Word document with frames is not getting converted properly to epub

Hi,


I have a pdf book which i needed to convert to valid epub2 file. So i have tried the following flow…
PDF ==>WORD==>EPUB2.

So i have used convertpdfexe to convert the pdf file to doc file, the document file looks fine but when i looked closed i can see the content are placed in frames. When i converted the same document to epub, the format is completely messed up. The css, images and format is completely gone. Am guessing this is because of the frames which are present in the document.

When i used a document which doesnt have a frame it is working fine. Please advice is there anyway to fix this or is there any other direct way to convert the pdf file to epub.

Thanks
Thilak

Hi Thilak,


Thanks for your inquiry. You can achieve your desired results with combination of Aspose.Pdf and Aspose.Words i.e converting PDF to DOC using Aspose.Pdf and later can convert resultant DOC file to EPUB with Aspose.Words. However, I want to update you that PDF to DOC feature is supported in Aspose.Pdf for .NET but malfunctioning in Aspose.Pdf for Java. We have already logged an investigation ticket PDFNEWJAVA-33309 for the purpose.

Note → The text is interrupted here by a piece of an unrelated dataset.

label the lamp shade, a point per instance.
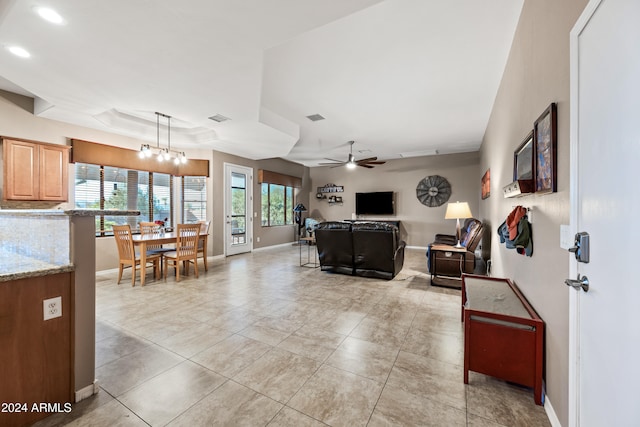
(458, 210)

I’ve also linked your request to the issue and you will be notified via this forum thread as soon as its resolved.

Furthermore regarding doc to epub2, my colleague from Apose.Words will update you soon.

Best Regards,

Hi… We are looking for a product which converts the pdf book to epub2/ebub3. If aspose can convert it to epub3 then it would be really great.

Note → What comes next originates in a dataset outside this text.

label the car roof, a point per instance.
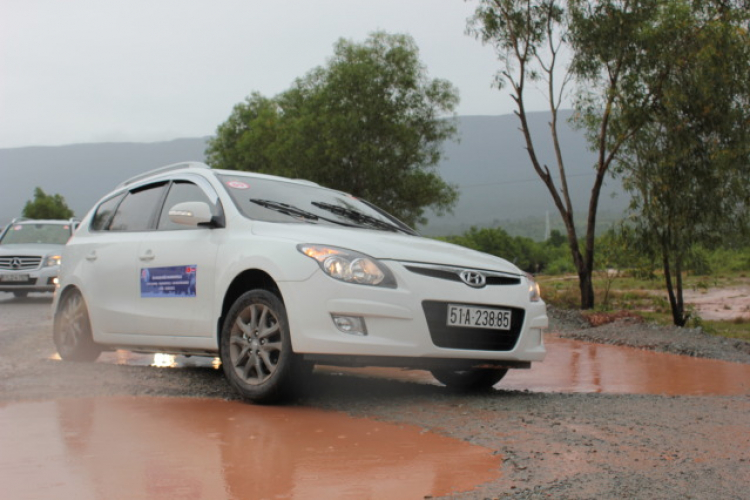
(194, 166)
(24, 220)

Right now i tried to use aspose pdf api to convert the same to word doc and then word doc to epub 2

pdf -> word -> epub2. Generated epub2 file is not formatted properly as the word document has frames and its messing up. PDF to WORD is not producing a good word document. Each block is covered in MSword frames and i think thats not read in the epub convertor when we use the same document in aspose java api to generate epub file.

Kindly help us in fixing this, if it works properly we will buy the licence.




Hi Thilak,

Thanks for your inquiry. I will answer your query about Aspose.Words.

Could you please attach your Word document and output Epub document showing the undesired behaviour here for testing? I will investigate the issue on my side and provide you more information.

Best regards,

Hi Awais,


This is the document which was converted from pdf api. This document has frames all over it. When i convert the same document to epub using aspose words api its not working as expected.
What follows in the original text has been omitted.